SemEval-2018 Task 1 Affect in Tweets Evaluation Script

Evaluation Script for SemEval-2018 Task 1: Affect in Tweets.

1. Evaluation Script

The evaluation script evaluate.py calculates the performance metrics between the gold standard scores and the given predictions.

1.1. Prerequisites

1.2. Usage

python evaluate.py <task_type> <file-predictions> <file-gold> 

The parameter <task_type> can take three possible values:

  • 1 for regression (EI-reg and V-reg tasks)
  • 2 for ordinal classification (EI-oc and V-oc tasks)
  • 3 for multi-label classification (E-c tasks).

1.3. Format

Each input file must have the format specified in the competition's website.

If you want to use the script for format checking, evaluate your predictions against themselves:

python evaluate.py 1 EI-reg_en_fear_pred.txt EI-reg_en_fear_pred.txt

2. Weka Baseline System

We have implemented a WEKA package called AffectiveTweets to be used as a baseline system. The package allows calculating multiple features from a tweet and can be used together with many machine learning methods implemented in WEKA. Installation instructions are given in the project's webpage. Make sure to install the latest version (1.0.1) as well as the LibLinear package before running the examples from below.

2.1. Data to Arff

The tweets_to_arff.py script allows you to convert the task data into the arff WEKA format.

Usage

python tweets_to_arff.py <data_type> <input_file> <output file>

The parameter <data_type> can take three possible values:

  • 1 for regression data (EI-reg, V-reg)
  • 2 for ordinal classification data (EC-oc, V-oc)
  • 3 for multi-label emotion classification data (E-C).

2.2. Convert Weka Predictions into the Task's Submission Format

The fix_weka_output.py script can be used for converting weka predictions into the official submission format.

Usage

python fix_weka_output.py <data_type> <original_test_data> <weka_predictions> <output file>

The parameter <data_type> can take two possible values:

  • 1 for regression data (EI-reg, V-reg)
  • 2 for ordinal classification data (EC-oc, V-oc)

Note: the current version of this script can only convert predictions made for the regression and ordinal classification tasks.

2.3. Examples

SVM Regression on EI-reg-En Anger

In this example we will train an SVM regression (from LibLinear) on EI-reg-En-anger-train using unigrams as features, and we will deploy the classifier on the corresponding development set.

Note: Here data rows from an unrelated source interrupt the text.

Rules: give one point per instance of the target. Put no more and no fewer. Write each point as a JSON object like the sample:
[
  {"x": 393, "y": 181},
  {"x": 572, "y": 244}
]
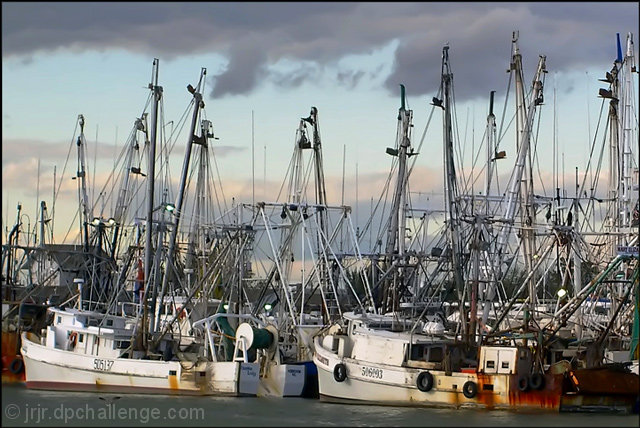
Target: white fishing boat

  1. Convert training and dev sets into arff format:
python tweets_to_arff.py 1 EI-reg-En-anger-train.txt EI-reg-En-anger-train.arff
python tweets_to_arff.py 1 2018-EI-reg-En-anger-dev.txt 2018-EI-reg-En-anger-dev.arff
  1. Train the classifier using Weka and save the predictions made on the dev set as a csv file:
java -Xmx4G -cp $WEKA_FOLDER/weka.jar weka.Run weka.classifiers.meta.FilteredClassifier -t EI-reg-En-anger-train.arff -T 2018-EI-reg-En-anger-dev.arff -classifications "weka.classifiers.evaluation.output.prediction.CSV -use-tab -p first-last -file EI-reg-En-anger-weka-predictions.csv" -F "weka.filters.MultiFilter -F \"weka.filters.unsupervised.attribute.TweetToSparseFeatureVector -E 5 -D 3 -I 0 -F -M 2 -G 0 -taggerFile $HOME/wekafiles/packages/AffectiveTweets/resources/model.20120919 -wordClustFile $HOME/wekafiles/packages/AffectiveTweets/resources/50mpaths2.txt.gz -Q 1 -stemmer weka.core.stemmers.NullStemmer -stopwords-handler \\\"weka.core.stopwords.Null \\\" -I 2 -U -tokenizer \\\"weka.core.tokenizers.TweetNLPTokenizer \\\"\" -F \"weka.filters.unsupervised.attribute.Reorder -R 5-last,4\"" -W weka.classifiers.functions.LibLINEAR -- -S 12 -C 1.0 -E 0.001 -B 1.0 -L 0.1 -I 1000

Make sure that the LibLinear Weka package is properly installed. Note: the snippet from above may look cryptic. Bear in mind that you can configure your classifier from the WEKA GUI and then copy the resulting configuration to the command line.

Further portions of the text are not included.